Minnie’s Musings

Random ramblings of a middle aged, middle class, middle income woman

My desk is tidier than it has been for months.

I have a test on Wednesday. This test is on the business analysis section of my course that I signed up for in a bid for self-improvement. At the moment I am heading towards a borderline fail/pass, depending, so I am attempting to learn all six parts of the Business Analysis Service Framework.

I should have taken this test several weeks ago when the knowledge was fresh, but I didn’t. I am now attempting to regain lost knowledge and learn what each and every acronym means. This has led to Best Beloved reading out the chapter on strategy while we ploughed up the M40 yesterday (with a brief hiatus when the heavens opened and traffic slowed right down to 30mph, because no one could see where they were going and the M40 is not the straight slab that both the M4 and M1 are).

I digress. Focus is not my strong suit on a Monday morning.

So I got as far as sticking annotated mini post-it notes on Chapters 1-3 and rehearsing over and over again the Business Capability Model, the Business Model Canvas, the Business Analysis Service Framework and the Boston Box (whose axes make absolutely no sense whatsoever, at least one is backwards). I can now describe VMOST, the development of a Business Case (it starts with Alignment and then its something beginning with ‘D’) and have achieved the seemingly Herculean task of remembering Porter’s Five Powers.

Yes, there is an industry with almost as many acronyms as Education. Loyal FB readers may have heard me rant about acronyms and mnemonics previously. But here I go again.

An mnemonic should only flow out of a set of tasks/procedures/instructions naturally. It should not be shoe-horned into anything. It makes it ridiculous and irrelevant and too many of them make them too difficult to remember.

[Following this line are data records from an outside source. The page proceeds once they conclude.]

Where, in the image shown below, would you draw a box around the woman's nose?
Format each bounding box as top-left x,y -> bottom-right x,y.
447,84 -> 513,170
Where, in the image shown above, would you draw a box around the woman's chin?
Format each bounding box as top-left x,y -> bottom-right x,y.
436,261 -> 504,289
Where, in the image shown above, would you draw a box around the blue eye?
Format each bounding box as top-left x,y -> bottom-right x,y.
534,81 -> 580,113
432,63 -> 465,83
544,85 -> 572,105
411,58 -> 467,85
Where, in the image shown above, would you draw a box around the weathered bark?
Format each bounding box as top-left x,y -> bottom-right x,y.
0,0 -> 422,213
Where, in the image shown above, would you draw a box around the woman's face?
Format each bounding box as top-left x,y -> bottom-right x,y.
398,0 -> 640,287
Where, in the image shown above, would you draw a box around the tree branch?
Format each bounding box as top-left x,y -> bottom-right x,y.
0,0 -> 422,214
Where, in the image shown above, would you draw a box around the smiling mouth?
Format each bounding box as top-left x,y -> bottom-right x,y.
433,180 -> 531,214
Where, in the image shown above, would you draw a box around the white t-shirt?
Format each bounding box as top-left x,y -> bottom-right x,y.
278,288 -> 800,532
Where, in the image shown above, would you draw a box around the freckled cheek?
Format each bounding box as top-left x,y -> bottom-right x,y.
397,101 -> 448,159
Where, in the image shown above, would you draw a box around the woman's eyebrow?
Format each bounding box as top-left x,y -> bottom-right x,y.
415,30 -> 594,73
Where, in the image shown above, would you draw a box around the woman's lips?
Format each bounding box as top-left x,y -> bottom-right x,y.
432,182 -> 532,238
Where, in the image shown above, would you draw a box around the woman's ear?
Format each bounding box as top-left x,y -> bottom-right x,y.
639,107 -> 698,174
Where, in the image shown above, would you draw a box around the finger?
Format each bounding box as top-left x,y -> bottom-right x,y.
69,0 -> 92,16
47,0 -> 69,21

They do however give business people a useful game to play in boring meetings; many years ago – I am told – key players in the numerous associations surrounding the energy and insulation industries were sitting around a table trying not to fall asleep while the latest government initiative was outlined in detail. One individual (who shall remain nameless because I can’t remember it) put all 13 acronyms into one sentence, which he randomly interrupted the meeting to deliver. The table creased up. They broke for lunch.